Just last year Vogue Italy released their own magazine spread trivializing domestic violence in a gory, glamourous way. The women depicted in this story posed as high-fashion horror movie victims, screaming helplessly as they’re threatened/murdered by men with different weapons. Vogue Italy claims that the photos bring awareness to domestic violence through a cinematic style, but how can cinema filtered through a fashion editorial not be trivialized?

The biggest difference between Maxim Korea’s shoot and Vogue Italy’s are their subject’s at hand. One parades the smoldering masculinity of violence and the other glamorizes and objectifies the women who suffer because of it. My question is—why is violence excusable and not criminalized when it is displayed as art? Where is the line drawn? Both Maxim and Vogue claim no foul—Vogue even claims it was bringing awareness to the issue—but publishing and distributing violent art enforces the concept as glamourous and cool. When abusive and dysfunctional relationships are romanticized through artistic mediums, it is internalized by impressionable men and women that it is how a relationship should be.

Maybe Maxim and Vogue did have good intentions for the art which they created. One could construe the Maxim cover to be a warning to women that chasing and being with the “bad boy” can be unsafe and might not end on the best terms—for either of them. The Vogue Italy artwork was claimed to “to take action, condemn, and support women in trouble” (vogue.it). Perhaps the two magazines should have utilized their intentions in a more meaningful and powerful way. Would the response to these two articles been as bad if their proceeds were donated to awareness and prevention efforts?

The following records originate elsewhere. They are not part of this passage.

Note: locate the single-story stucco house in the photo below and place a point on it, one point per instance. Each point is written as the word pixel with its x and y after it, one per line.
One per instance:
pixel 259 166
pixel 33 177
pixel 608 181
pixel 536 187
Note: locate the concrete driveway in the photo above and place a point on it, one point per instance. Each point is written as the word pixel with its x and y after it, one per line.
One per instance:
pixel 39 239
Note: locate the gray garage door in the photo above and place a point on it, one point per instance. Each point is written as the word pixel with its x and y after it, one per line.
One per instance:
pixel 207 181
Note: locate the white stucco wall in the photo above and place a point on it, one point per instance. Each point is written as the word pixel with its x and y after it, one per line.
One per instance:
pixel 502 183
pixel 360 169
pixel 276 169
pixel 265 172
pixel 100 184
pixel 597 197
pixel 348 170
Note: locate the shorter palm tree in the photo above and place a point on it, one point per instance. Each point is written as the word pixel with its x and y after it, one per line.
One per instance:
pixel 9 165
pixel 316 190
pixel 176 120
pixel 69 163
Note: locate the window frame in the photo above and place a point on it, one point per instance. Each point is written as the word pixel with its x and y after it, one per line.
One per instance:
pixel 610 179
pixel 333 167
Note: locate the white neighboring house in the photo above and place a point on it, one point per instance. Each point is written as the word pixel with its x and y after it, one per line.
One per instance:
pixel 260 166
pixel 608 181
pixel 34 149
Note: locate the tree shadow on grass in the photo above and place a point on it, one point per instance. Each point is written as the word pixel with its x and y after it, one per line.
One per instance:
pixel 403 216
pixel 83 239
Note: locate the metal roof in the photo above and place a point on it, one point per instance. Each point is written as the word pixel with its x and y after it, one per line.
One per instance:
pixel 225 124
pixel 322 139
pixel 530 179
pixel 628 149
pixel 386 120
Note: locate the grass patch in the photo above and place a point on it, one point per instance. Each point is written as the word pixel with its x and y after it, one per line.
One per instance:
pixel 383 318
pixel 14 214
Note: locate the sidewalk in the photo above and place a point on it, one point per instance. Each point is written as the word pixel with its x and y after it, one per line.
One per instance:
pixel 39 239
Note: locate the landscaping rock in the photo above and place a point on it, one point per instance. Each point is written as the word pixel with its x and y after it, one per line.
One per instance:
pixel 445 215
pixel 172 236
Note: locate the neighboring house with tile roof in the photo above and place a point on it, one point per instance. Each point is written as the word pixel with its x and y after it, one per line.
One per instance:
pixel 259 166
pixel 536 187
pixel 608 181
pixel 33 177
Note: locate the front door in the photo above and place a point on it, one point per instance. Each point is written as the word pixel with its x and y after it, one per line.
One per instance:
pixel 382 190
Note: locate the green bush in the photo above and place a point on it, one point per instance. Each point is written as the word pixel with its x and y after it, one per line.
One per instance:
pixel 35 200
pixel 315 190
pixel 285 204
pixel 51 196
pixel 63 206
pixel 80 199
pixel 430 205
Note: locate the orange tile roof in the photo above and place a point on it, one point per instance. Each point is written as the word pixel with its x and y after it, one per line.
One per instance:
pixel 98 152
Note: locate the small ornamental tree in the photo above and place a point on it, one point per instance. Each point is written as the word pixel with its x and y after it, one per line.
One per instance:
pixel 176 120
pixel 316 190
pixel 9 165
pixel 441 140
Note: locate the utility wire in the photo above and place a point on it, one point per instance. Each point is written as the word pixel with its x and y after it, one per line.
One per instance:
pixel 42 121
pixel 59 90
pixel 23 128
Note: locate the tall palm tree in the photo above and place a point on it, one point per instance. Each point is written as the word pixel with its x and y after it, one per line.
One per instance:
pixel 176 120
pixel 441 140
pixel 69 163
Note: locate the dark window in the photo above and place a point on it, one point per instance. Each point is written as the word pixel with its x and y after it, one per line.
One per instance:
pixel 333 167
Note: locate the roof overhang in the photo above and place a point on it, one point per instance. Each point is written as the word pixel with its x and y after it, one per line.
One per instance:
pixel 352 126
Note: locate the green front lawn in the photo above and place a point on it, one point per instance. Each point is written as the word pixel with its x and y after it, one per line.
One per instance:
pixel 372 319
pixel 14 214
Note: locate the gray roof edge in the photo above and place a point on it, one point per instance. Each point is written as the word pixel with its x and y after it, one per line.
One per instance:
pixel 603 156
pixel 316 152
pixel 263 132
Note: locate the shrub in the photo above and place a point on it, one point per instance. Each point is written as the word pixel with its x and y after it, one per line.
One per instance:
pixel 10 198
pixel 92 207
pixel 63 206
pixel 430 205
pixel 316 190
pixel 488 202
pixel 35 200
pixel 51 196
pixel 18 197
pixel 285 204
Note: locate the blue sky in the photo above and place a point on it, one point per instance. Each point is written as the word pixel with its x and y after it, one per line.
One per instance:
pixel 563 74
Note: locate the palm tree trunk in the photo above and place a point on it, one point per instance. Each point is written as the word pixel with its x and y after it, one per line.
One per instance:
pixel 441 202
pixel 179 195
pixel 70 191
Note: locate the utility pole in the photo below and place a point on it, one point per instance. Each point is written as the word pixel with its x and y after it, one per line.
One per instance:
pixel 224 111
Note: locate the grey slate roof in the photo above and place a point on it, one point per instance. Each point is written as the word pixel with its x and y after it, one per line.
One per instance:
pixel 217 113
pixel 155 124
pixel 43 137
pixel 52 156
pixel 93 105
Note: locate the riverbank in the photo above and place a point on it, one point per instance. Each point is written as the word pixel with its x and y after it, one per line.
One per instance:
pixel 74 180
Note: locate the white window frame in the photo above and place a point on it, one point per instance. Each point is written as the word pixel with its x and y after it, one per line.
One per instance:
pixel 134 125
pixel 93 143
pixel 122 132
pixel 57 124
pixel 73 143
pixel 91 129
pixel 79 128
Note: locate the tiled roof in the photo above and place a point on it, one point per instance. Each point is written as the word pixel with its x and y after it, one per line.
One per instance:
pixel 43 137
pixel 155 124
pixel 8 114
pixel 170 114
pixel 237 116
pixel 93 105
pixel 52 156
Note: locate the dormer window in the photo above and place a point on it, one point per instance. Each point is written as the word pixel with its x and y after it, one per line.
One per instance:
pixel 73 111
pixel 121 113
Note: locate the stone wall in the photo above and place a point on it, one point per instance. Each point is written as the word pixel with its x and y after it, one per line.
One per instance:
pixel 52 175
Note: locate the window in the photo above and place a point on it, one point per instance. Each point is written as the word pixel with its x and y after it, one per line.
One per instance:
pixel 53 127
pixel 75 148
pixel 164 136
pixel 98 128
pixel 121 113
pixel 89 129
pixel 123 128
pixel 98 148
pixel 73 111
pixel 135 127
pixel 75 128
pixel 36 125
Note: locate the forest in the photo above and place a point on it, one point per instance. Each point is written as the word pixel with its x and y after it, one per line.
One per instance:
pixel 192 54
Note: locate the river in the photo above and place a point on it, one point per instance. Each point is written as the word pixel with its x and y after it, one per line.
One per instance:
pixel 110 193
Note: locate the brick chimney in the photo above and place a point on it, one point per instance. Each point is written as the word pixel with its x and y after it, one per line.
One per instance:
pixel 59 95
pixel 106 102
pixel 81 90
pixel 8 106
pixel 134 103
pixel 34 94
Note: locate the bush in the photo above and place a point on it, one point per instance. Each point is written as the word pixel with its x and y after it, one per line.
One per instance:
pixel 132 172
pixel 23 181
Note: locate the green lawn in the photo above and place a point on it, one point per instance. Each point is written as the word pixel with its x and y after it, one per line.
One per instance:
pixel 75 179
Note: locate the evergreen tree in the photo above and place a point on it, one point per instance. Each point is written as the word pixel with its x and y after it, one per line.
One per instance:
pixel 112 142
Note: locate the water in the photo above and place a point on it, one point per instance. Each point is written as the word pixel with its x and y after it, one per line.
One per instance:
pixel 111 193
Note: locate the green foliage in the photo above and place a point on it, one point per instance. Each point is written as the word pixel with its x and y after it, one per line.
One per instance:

We are unsure the intentions of Maxim’s gruesome artwork (I doubt they will release a statement saying it was to encourage men to be violent so they will be cool), but if it was for benevolent purposes what help is it really? It seems a very elitist concept where attention is brought to an important subject (like domestic violence) by means of extravagant art, and then it is left there with no possible solutions. This kind of art screams, “Hey you! Look at this problem”, but there is no “Let’s fix this together or spread awareness”. This is the same critique I have had towards the interventionist art movement as well. You cannot express the need for a problem to be recognized without giving options or examples for change.

I am left wondering if art is used as an excuse for crime and vice versa. Crime like domestic violence can be displayed in magazines, paintings, and advertisements, yet it is not perceived or treated as a crime because it has an artistic purpose. If the circumstances were vice versa, however, I believe penal action against it can occur. Maxim Korea and Vogue Italy certainly are not the first or last of their kind to draw attention to violence against women/domestic violence in general. However I believe issues like this should not be displayed artistically without action taken to make a real change.